Blergh, this sucks. Now you have the unconditional pointer chasing and
cache-misses. The advantage of sched_numa_balancing was that there is no
overhead when disabled.

Also, "numab" is a weird word.

What about something like:

static inline bool numa_balancing_enabled(struct task_struct *p)
{
if (!static_branch_unlikely(&sched_numa_balancing))
return false;

if (p->mm) switch (p->mm->numa_balancing_mode) {
case NUMA_BALANCING_ENABLED:
return true;
case NUMA_BALANCING_DISABLED:
return false
default:
break;
}

return sysctl_numa_balancing_mode;
}

( Note how that all following the existing 'numa_balancing' wording
without inventing weird new words. )

And then you frob the sysctl and prctl such that sched_numa_balancing
and sysctl_numa_balancing_mode are not tied together just so.
Specifically, I'm thinking you should use static_branch_inc() to count
how many enables you have, one for the default and one for each prctl().
Then it all just works.

> @@ -11581,8 +11599,10 @@ static void task_tick_fair(struct rq *rq, struct task_struct *curr, int queued)
> entity_tick(cfs_rq, se, queued);
> }
>
> - if (static_branch_unlikely(&sched_numa_balancing))
> +#ifdef CONFIG_NUMA_BALANCING
> + if (numa_balancing_enabled(curr))
> task_tick_numa(rq, curr);
> +#endif
>
> update_misfit_status(curr, rq);
> update_overutilized_status(task_rq(curr));

Surely you can make that #ifdef go away without much effort.

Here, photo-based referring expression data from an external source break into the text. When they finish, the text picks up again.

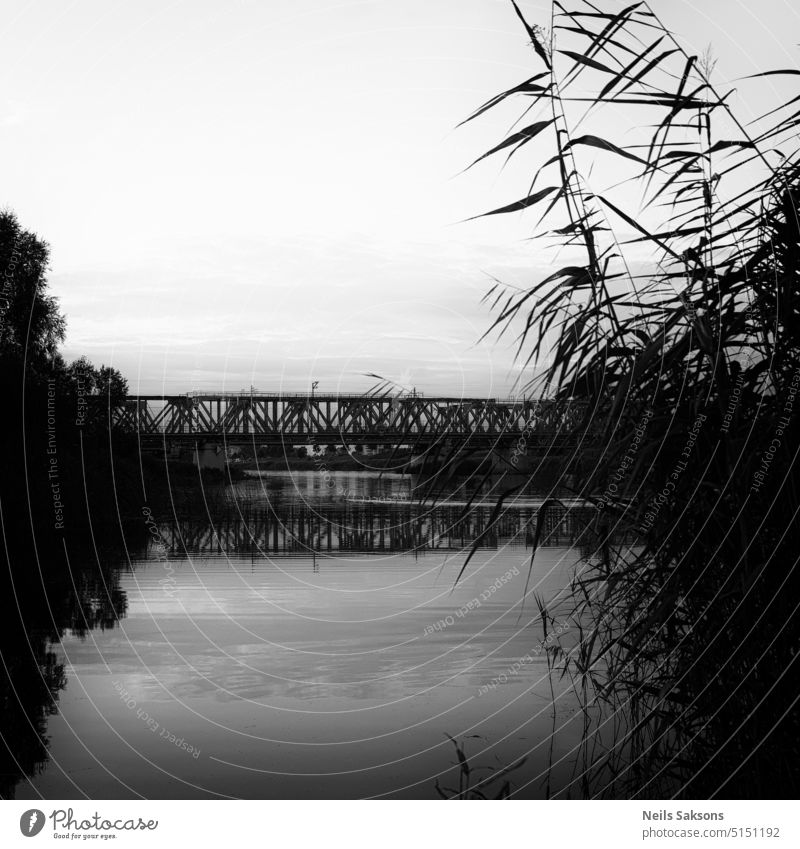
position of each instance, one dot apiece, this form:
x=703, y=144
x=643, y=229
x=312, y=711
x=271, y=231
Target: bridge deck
x=349, y=419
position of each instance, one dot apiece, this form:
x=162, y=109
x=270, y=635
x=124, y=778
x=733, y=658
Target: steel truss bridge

> diff --git a/kernel/sys.c b/kernel/sys.c
> index 8a6432465dc5..11720a35455a 100644
> --- a/kernel/sys.c
> +++ b/kernel/sys.c
> @@ -59,6 +59,7 @@
> #include <linux/sched/coredump.h>
> #include <linux/sched/task.h>
> #include <linux/sched/cputime.h>
> +#include <linux/sched/numa_balancing.h>
> #include <linux/rcupdate.h>
> #include <linux/uidgid.h>
> #include <linux/cred.h>
> @@ -2101,6 +2102,23 @@ static int prctl_set_auxv(struct mm_struct *mm, unsigned long addr,
> return 0;
> }
>
> +#ifdef CONFIG_NUMA_BALANCING
> +static int prctl_pid_numa_balancing_write(int numa_balancing)
> +{
> + if (numa_balancing != PR_SET_NUMAB_DEFAULT
> + && numa_balancing != PR_SET_NUMAB_DISABLED
> + && numa_balancing != PR_SET_NUMAB_ENABLED)
> + return -EINVAL;

Operators go at the end of the line.

> + current->mm->numab_enabled = numa_balancing;
> + return 0;
> +}